Xavier Leherpeur : "La comédie musicale c'est un réenchantement de la réalité, c'est comme à l'opéra, ce sont des conventions qui subliment tout ce dont elles parlent !"
C'est quoi une comédie musicale ?
N.T Binh : "Ça fait appel à énormément de talents. Tout doit parfaitement être bien agencé : l'histoire, le dialogue, la chanson, le numéro de danse et le rythme.
Dans une comédie musicale, il faut que tous les éléments s'imbriquent !
C'est en fin de compte une pièce de théâtre comprenant une intrigue, du suspense, une arche narrative, des histoires d'amour, de la passion et des personnages qui expriment leurs émotions et désirs à travers le chant ou la danse, seul ou en groupe quand les mots ne suffisent plus.
Tout repose sur cette sorte de communion interactive entre le spectateur et les acteurs qui fait que la comédie musicale n'est pas seulement l'évasion ou le réenchantement du quotidien, mais aussi une manière de se dépasser, de trouver une solution à des conflits à travers quelque chose qui est de l'ordre, non pas de la lutte ou du combat, mais de la solidarité, de l'amour, de la rencontre et de la communication".

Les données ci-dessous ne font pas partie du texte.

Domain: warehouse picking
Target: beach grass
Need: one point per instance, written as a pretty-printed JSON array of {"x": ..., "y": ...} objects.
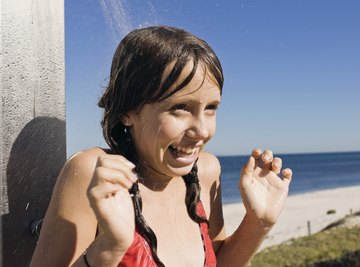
[{"x": 337, "y": 246}]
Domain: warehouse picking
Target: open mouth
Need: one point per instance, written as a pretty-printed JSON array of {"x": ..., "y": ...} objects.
[{"x": 184, "y": 151}]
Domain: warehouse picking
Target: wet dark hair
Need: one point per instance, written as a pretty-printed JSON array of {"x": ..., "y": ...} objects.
[{"x": 137, "y": 78}]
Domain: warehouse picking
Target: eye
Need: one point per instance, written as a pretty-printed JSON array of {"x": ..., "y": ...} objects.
[
  {"x": 179, "y": 108},
  {"x": 211, "y": 109}
]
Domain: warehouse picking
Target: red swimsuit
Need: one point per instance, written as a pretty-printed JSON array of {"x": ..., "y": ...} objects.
[{"x": 139, "y": 253}]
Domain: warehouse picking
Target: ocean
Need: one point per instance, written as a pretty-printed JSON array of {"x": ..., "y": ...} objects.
[{"x": 311, "y": 172}]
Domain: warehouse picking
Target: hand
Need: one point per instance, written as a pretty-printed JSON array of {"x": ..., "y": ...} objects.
[
  {"x": 262, "y": 188},
  {"x": 109, "y": 198}
]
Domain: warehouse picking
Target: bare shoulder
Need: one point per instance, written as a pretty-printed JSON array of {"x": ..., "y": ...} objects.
[{"x": 69, "y": 218}]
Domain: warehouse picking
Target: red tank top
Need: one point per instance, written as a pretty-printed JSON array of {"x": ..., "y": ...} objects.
[{"x": 139, "y": 253}]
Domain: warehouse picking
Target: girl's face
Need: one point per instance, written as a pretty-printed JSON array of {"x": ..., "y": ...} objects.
[{"x": 169, "y": 135}]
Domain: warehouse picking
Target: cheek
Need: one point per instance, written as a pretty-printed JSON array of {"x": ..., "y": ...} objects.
[
  {"x": 212, "y": 127},
  {"x": 171, "y": 128}
]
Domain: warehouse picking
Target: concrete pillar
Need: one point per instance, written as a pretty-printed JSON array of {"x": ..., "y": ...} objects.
[{"x": 32, "y": 143}]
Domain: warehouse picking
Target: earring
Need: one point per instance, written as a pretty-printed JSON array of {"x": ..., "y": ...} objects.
[{"x": 128, "y": 138}]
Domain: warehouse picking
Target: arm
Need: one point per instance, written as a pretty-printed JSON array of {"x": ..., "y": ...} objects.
[
  {"x": 264, "y": 194},
  {"x": 77, "y": 208}
]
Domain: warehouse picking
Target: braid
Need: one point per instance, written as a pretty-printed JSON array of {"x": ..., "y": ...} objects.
[
  {"x": 141, "y": 225},
  {"x": 193, "y": 194},
  {"x": 144, "y": 229}
]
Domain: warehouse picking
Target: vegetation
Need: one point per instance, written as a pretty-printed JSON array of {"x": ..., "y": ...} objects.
[{"x": 337, "y": 246}]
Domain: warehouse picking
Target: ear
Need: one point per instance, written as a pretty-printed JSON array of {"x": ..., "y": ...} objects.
[{"x": 126, "y": 120}]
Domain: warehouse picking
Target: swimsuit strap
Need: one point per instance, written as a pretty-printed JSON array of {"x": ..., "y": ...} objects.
[
  {"x": 210, "y": 258},
  {"x": 139, "y": 253}
]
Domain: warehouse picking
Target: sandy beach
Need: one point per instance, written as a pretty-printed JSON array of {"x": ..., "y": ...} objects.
[{"x": 298, "y": 210}]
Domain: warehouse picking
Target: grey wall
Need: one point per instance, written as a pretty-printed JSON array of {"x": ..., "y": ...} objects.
[{"x": 32, "y": 131}]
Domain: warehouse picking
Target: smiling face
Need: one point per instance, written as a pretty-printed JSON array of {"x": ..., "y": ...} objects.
[{"x": 170, "y": 134}]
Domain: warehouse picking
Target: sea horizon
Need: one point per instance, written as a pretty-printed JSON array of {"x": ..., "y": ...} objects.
[{"x": 312, "y": 172}]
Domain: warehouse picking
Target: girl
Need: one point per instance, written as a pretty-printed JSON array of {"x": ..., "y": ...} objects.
[{"x": 154, "y": 197}]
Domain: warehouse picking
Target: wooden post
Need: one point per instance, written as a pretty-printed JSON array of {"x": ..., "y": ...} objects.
[{"x": 32, "y": 129}]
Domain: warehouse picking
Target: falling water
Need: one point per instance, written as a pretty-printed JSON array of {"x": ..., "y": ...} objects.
[{"x": 121, "y": 18}]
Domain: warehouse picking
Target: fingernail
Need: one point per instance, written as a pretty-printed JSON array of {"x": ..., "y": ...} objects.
[
  {"x": 134, "y": 177},
  {"x": 130, "y": 164}
]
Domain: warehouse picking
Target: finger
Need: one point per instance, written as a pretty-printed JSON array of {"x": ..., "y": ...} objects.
[
  {"x": 266, "y": 159},
  {"x": 248, "y": 168},
  {"x": 276, "y": 165},
  {"x": 287, "y": 175},
  {"x": 124, "y": 178},
  {"x": 256, "y": 153}
]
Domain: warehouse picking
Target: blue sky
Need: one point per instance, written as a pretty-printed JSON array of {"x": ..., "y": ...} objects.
[{"x": 292, "y": 68}]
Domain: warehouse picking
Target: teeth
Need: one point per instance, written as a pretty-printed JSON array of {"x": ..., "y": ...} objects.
[{"x": 185, "y": 149}]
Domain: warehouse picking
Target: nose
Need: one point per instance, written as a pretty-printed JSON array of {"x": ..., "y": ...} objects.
[{"x": 199, "y": 128}]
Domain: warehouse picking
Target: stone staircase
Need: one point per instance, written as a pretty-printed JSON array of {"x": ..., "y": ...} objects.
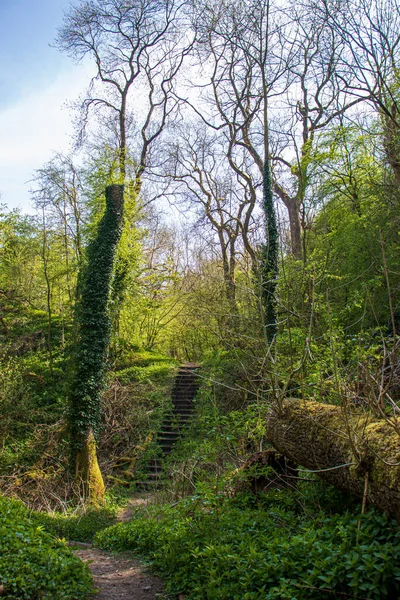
[{"x": 182, "y": 396}]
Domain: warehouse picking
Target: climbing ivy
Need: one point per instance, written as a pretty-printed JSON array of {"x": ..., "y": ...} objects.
[{"x": 93, "y": 321}]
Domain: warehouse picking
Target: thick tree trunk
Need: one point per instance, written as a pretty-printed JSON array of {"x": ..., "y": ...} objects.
[
  {"x": 351, "y": 450},
  {"x": 87, "y": 471},
  {"x": 90, "y": 361}
]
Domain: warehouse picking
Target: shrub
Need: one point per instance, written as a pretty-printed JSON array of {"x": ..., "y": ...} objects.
[
  {"x": 35, "y": 565},
  {"x": 221, "y": 549}
]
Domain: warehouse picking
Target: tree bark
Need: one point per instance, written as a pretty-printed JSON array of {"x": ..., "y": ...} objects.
[
  {"x": 90, "y": 360},
  {"x": 342, "y": 446}
]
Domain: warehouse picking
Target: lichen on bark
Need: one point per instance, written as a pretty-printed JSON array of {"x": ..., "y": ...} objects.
[{"x": 342, "y": 445}]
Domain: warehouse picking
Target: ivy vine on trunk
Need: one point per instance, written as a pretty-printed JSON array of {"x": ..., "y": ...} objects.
[{"x": 93, "y": 338}]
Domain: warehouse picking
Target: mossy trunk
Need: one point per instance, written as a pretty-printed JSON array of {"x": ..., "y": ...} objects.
[
  {"x": 346, "y": 447},
  {"x": 87, "y": 471},
  {"x": 93, "y": 339}
]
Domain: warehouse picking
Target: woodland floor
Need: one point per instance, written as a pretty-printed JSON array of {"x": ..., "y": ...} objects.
[{"x": 121, "y": 577}]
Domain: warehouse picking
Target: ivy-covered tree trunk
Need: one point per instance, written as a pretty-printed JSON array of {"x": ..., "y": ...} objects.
[
  {"x": 348, "y": 448},
  {"x": 93, "y": 338},
  {"x": 269, "y": 256}
]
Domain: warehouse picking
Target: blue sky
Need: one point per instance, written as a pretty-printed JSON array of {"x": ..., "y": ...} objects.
[{"x": 36, "y": 82}]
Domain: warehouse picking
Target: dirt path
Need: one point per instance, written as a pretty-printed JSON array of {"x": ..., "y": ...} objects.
[{"x": 120, "y": 577}]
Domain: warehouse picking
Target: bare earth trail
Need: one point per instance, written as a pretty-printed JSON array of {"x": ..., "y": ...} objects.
[{"x": 120, "y": 577}]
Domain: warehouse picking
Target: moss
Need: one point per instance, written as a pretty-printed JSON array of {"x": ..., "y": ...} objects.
[
  {"x": 88, "y": 472},
  {"x": 343, "y": 444}
]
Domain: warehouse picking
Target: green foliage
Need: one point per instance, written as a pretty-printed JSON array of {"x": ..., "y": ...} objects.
[
  {"x": 78, "y": 527},
  {"x": 94, "y": 323},
  {"x": 219, "y": 549},
  {"x": 33, "y": 564}
]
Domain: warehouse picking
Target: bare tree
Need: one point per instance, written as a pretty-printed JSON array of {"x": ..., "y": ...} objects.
[
  {"x": 223, "y": 198},
  {"x": 368, "y": 69},
  {"x": 135, "y": 45}
]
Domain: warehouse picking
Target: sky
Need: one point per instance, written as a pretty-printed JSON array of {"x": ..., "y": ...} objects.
[{"x": 36, "y": 84}]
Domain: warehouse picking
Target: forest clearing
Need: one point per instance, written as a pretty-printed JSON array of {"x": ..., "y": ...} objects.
[{"x": 199, "y": 323}]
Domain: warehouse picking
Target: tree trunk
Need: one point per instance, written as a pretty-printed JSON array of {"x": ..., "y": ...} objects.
[
  {"x": 295, "y": 228},
  {"x": 93, "y": 329},
  {"x": 87, "y": 470},
  {"x": 350, "y": 449}
]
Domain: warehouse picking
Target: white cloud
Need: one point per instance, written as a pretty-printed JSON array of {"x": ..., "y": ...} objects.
[{"x": 32, "y": 130}]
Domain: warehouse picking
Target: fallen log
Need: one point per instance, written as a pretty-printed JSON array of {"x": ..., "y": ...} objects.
[
  {"x": 264, "y": 471},
  {"x": 349, "y": 449}
]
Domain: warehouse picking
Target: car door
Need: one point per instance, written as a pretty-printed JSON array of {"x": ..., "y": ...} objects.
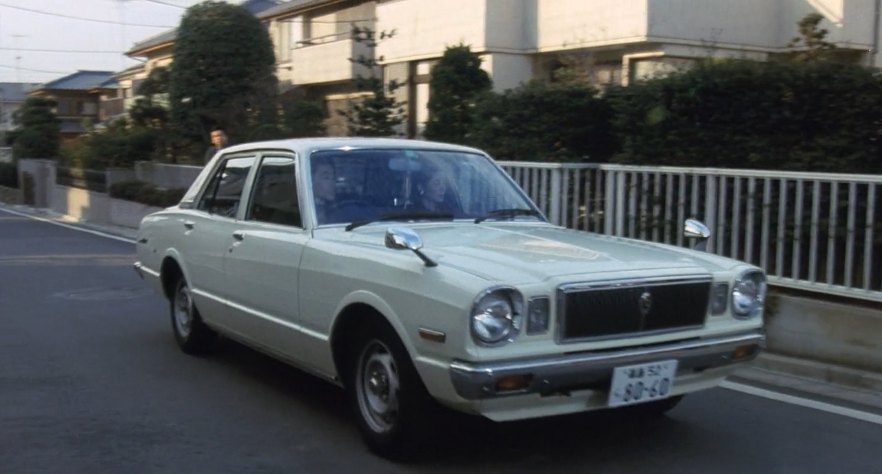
[
  {"x": 262, "y": 264},
  {"x": 206, "y": 228}
]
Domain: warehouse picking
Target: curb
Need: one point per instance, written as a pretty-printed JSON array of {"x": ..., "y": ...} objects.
[{"x": 841, "y": 385}]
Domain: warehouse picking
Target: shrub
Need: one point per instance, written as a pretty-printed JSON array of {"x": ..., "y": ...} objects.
[
  {"x": 8, "y": 175},
  {"x": 739, "y": 114},
  {"x": 539, "y": 122},
  {"x": 146, "y": 193}
]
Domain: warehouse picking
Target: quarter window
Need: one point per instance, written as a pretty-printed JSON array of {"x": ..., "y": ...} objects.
[
  {"x": 224, "y": 191},
  {"x": 275, "y": 193}
]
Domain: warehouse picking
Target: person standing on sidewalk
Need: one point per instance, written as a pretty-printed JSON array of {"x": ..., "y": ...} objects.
[{"x": 218, "y": 142}]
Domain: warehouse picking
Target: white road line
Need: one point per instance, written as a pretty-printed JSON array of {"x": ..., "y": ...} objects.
[
  {"x": 803, "y": 402},
  {"x": 69, "y": 226},
  {"x": 750, "y": 390}
]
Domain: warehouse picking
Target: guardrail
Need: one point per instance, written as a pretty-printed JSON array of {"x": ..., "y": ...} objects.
[{"x": 811, "y": 231}]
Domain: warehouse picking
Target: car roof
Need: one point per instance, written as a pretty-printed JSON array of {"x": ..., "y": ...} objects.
[{"x": 308, "y": 145}]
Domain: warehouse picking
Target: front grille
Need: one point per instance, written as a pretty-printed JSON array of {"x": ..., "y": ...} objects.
[{"x": 609, "y": 309}]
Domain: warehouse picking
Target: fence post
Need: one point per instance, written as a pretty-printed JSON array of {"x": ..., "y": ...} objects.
[{"x": 556, "y": 193}]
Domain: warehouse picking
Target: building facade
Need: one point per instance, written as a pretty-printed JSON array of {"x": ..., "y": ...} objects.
[
  {"x": 78, "y": 97},
  {"x": 606, "y": 41}
]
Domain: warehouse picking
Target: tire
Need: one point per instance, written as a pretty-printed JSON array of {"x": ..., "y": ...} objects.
[
  {"x": 191, "y": 334},
  {"x": 393, "y": 410}
]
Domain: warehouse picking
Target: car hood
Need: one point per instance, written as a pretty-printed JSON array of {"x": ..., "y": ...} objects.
[{"x": 521, "y": 253}]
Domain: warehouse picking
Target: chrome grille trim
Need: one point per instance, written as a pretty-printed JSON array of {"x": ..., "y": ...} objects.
[{"x": 624, "y": 289}]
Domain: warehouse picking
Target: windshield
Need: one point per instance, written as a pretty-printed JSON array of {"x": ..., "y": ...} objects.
[{"x": 363, "y": 186}]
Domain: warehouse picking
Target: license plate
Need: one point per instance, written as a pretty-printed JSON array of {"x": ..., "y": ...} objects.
[{"x": 642, "y": 383}]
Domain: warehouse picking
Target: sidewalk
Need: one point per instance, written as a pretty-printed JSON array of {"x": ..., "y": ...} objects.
[{"x": 857, "y": 389}]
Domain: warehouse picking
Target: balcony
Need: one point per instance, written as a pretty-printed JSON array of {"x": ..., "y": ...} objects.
[
  {"x": 320, "y": 61},
  {"x": 112, "y": 108}
]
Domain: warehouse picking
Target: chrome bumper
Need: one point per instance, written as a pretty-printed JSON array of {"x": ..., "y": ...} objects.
[
  {"x": 587, "y": 370},
  {"x": 138, "y": 267}
]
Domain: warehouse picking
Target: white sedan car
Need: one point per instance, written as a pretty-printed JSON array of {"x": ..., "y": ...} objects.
[{"x": 413, "y": 272}]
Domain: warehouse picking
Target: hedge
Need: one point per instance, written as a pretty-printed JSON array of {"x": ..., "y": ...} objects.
[
  {"x": 8, "y": 175},
  {"x": 146, "y": 193}
]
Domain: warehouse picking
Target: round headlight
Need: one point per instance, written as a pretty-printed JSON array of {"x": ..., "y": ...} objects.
[
  {"x": 497, "y": 316},
  {"x": 748, "y": 294}
]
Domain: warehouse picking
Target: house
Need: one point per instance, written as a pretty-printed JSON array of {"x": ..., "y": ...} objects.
[
  {"x": 156, "y": 52},
  {"x": 314, "y": 44},
  {"x": 605, "y": 41},
  {"x": 12, "y": 96},
  {"x": 78, "y": 96}
]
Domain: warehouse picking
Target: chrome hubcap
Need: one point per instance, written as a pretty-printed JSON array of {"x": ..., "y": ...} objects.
[
  {"x": 377, "y": 387},
  {"x": 183, "y": 311}
]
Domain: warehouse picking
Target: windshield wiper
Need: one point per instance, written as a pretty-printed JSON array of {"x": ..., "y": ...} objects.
[
  {"x": 402, "y": 216},
  {"x": 507, "y": 213}
]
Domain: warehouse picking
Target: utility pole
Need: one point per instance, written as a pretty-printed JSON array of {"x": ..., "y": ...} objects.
[{"x": 17, "y": 56}]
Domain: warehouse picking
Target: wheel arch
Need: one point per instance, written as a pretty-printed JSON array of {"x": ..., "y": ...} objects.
[
  {"x": 351, "y": 322},
  {"x": 169, "y": 273}
]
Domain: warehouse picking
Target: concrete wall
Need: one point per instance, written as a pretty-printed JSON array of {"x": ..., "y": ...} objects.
[
  {"x": 165, "y": 175},
  {"x": 836, "y": 333}
]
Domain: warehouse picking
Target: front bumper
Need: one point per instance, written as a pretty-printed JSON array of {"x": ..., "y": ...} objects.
[{"x": 593, "y": 370}]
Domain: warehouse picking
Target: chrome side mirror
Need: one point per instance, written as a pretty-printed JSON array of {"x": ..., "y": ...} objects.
[
  {"x": 695, "y": 229},
  {"x": 402, "y": 238}
]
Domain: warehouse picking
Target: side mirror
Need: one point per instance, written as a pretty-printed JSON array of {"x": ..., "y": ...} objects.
[
  {"x": 695, "y": 229},
  {"x": 402, "y": 238}
]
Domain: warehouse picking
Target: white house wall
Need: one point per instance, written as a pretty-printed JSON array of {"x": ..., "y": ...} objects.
[
  {"x": 758, "y": 23},
  {"x": 424, "y": 28},
  {"x": 573, "y": 24}
]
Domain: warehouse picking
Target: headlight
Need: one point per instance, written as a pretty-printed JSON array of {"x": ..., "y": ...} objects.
[
  {"x": 748, "y": 294},
  {"x": 497, "y": 316}
]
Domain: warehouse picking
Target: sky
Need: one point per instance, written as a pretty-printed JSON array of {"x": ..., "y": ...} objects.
[{"x": 43, "y": 40}]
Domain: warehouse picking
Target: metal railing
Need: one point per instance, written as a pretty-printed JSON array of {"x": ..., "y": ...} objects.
[{"x": 811, "y": 231}]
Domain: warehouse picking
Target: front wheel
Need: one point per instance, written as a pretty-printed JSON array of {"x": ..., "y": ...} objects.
[
  {"x": 389, "y": 400},
  {"x": 191, "y": 334}
]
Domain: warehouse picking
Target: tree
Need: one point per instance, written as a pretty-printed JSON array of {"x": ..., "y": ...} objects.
[
  {"x": 223, "y": 73},
  {"x": 38, "y": 132},
  {"x": 811, "y": 42},
  {"x": 147, "y": 111},
  {"x": 542, "y": 122},
  {"x": 457, "y": 82},
  {"x": 378, "y": 113}
]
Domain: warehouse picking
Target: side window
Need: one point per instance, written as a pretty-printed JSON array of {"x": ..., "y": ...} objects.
[
  {"x": 275, "y": 193},
  {"x": 224, "y": 191}
]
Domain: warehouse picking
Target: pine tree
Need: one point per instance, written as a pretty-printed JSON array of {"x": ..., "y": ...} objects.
[
  {"x": 378, "y": 114},
  {"x": 457, "y": 82}
]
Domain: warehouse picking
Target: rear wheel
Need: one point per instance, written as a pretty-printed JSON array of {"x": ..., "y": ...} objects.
[
  {"x": 191, "y": 334},
  {"x": 391, "y": 405}
]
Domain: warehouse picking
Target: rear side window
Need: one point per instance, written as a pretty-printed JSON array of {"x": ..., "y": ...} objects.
[
  {"x": 274, "y": 198},
  {"x": 224, "y": 191}
]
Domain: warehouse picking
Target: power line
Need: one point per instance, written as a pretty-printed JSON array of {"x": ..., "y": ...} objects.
[
  {"x": 60, "y": 15},
  {"x": 32, "y": 70},
  {"x": 166, "y": 4},
  {"x": 37, "y": 50}
]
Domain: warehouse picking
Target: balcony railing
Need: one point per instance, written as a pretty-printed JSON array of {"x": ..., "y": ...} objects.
[
  {"x": 812, "y": 231},
  {"x": 328, "y": 61}
]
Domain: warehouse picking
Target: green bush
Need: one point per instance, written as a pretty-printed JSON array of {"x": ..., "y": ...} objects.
[
  {"x": 146, "y": 193},
  {"x": 740, "y": 114},
  {"x": 8, "y": 175},
  {"x": 539, "y": 122}
]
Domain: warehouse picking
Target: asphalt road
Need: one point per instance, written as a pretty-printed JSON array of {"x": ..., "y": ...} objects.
[{"x": 91, "y": 381}]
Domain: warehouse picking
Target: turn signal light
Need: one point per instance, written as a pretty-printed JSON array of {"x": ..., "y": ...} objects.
[
  {"x": 744, "y": 352},
  {"x": 512, "y": 383}
]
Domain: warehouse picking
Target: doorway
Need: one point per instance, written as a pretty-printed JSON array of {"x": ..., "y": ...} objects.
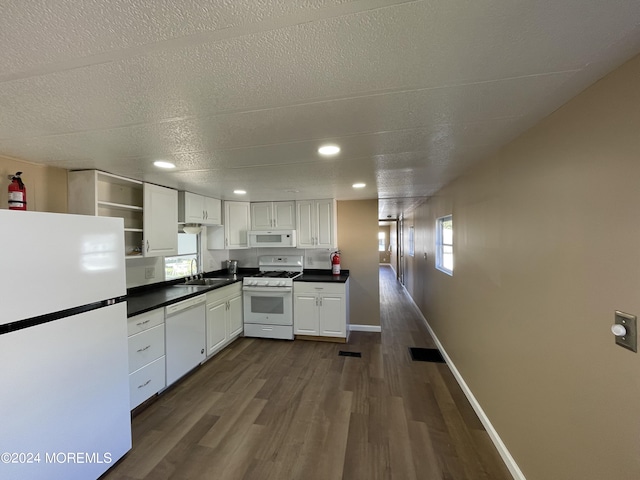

Les précurseurs et les grandes étapes de la comédie musicale
- Les débuts : "Show boat", "Top Hat"...
Laurent Valière : "Celui qui a vraiment marquer les esprits, c'est en 1927, "Show boat". C'est un peu comme si vous aviez adapté "Autant en emporte le vent" en comédie musicale : pour la première fois, c'est adapté d'un roman. C'est une intrigue et une véritable épopée qui racontait l'histoire d'une troupe de théâtre qui remontait le Mississippi. On suit cette troupe sur 50 années. Ça commençait dans les champs de coton où les esclaves noirs chantaient notamment Ol' Man River.
Après, il va y a toutes les formidables comédies musicales, notamment au cinéma à Hollywood, avec Fred Astaire et Ginger Rogers, en noir et blanc, qui font très Art déco, pour lesquelles George Gershwin et Irving Berlin ont composé des chansons qui sont vraiment devenues des standards. Comme dans Top Hat (1935).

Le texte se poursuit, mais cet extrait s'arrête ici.